2 JeanneNo Gravatar { 11.27.09 at 9:54 am }

Alex,

I think the work you’re doing is so important. I was touched last year when I watched your video that talked about how Engage With Grace began. These conversations are important. I think too often people fear talking about it because they fear death. What then ends up happening is there is confusion and unnecessary emotional pain for the survivors who then try their best to sort out what they think the person’s wishes would have been. If discussed in advance, I believe it gives all involved more peace of mind.

Jeanne

“It’s the unknown we fear when we look upon death and darkness, nothing more”.
~~Albus Dumbledore from the Harry Potter series by J. K. Rowling

3 YayaNo Gravatar { 11.27.09 at 9:28 pm }

With the recent tragic death in our family it really forced us to think about these types of questions that people tend not to talk about.
.-= Yaya´s last blog ..Friday Fragments (including YayaJosh wedding pictures!) =-.

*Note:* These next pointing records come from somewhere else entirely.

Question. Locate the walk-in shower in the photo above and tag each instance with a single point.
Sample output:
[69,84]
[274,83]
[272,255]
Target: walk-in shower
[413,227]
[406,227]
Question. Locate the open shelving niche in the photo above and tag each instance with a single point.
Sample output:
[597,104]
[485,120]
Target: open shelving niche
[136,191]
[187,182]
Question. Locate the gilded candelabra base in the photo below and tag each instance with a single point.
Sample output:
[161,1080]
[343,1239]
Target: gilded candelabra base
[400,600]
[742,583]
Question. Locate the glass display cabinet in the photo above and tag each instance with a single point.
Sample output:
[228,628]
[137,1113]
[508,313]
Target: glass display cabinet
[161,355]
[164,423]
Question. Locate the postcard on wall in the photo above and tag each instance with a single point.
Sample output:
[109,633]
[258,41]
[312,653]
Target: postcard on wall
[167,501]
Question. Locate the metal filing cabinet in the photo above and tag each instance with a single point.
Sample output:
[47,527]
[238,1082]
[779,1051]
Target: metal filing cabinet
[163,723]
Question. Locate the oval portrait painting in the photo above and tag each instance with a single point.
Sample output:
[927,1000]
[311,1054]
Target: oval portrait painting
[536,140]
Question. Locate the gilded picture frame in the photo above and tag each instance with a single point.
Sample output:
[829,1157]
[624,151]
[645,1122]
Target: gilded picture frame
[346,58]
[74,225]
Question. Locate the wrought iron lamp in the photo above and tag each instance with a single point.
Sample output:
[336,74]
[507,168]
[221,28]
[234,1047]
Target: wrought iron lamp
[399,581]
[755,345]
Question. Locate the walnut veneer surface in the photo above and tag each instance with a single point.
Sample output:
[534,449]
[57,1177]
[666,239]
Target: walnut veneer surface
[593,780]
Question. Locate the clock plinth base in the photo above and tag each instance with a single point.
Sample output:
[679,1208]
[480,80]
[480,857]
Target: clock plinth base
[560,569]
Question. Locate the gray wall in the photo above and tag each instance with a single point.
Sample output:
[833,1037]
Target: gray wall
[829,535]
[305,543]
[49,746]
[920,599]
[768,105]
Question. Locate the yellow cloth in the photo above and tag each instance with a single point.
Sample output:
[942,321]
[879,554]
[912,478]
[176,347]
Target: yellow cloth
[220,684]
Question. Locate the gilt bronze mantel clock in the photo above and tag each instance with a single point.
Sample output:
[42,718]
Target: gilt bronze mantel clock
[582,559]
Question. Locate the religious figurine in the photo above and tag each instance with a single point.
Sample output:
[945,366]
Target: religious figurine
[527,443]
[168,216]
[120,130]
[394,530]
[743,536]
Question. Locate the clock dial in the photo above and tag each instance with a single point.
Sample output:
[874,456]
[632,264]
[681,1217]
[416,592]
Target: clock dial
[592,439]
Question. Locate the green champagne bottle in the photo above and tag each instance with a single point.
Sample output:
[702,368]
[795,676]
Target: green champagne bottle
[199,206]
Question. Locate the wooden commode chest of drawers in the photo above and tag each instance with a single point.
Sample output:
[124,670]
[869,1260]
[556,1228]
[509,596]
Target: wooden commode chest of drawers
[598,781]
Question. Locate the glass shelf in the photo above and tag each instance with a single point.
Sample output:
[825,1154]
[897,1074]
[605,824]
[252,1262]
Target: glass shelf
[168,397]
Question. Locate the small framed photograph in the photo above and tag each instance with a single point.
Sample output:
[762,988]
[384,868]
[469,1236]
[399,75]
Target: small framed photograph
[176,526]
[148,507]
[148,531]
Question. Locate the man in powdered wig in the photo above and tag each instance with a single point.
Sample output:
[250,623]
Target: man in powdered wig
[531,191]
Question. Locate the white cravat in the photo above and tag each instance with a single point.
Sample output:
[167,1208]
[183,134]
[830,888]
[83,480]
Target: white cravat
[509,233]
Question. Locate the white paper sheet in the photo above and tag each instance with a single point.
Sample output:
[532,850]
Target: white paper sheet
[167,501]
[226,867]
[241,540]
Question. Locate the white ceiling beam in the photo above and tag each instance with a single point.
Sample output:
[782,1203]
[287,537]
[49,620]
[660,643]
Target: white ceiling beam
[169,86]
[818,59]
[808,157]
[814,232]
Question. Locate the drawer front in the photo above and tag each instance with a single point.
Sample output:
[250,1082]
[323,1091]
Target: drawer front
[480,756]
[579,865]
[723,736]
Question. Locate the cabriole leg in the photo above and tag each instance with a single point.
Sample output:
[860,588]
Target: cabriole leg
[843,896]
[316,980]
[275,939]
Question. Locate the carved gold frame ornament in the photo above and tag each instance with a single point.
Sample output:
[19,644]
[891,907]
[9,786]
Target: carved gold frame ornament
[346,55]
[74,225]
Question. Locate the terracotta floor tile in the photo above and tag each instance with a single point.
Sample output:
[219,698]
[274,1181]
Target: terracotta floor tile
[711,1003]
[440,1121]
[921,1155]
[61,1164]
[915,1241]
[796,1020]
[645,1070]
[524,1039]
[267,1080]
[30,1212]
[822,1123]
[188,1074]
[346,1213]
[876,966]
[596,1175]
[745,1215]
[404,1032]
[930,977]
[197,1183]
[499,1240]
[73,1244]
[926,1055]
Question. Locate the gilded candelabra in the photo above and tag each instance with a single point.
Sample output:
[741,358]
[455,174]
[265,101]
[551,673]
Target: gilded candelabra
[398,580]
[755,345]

4 JeanneNo Gravatar { 11.28.09 at 12:28 am }

Alicia,

Yes, sometimes tragic deaths do force the issue. I do understand why people aren’t always keen on jumping into these serious conversations — but I do believe they are important and I do think having them in advance helps everyone (as opposed to having the conversations after the death has occurred and having to guess the person’s wishes or having various family members disagree about how best to handle matters). When I saw Alexandra Drane’s video on this project last year, I was very moved by it.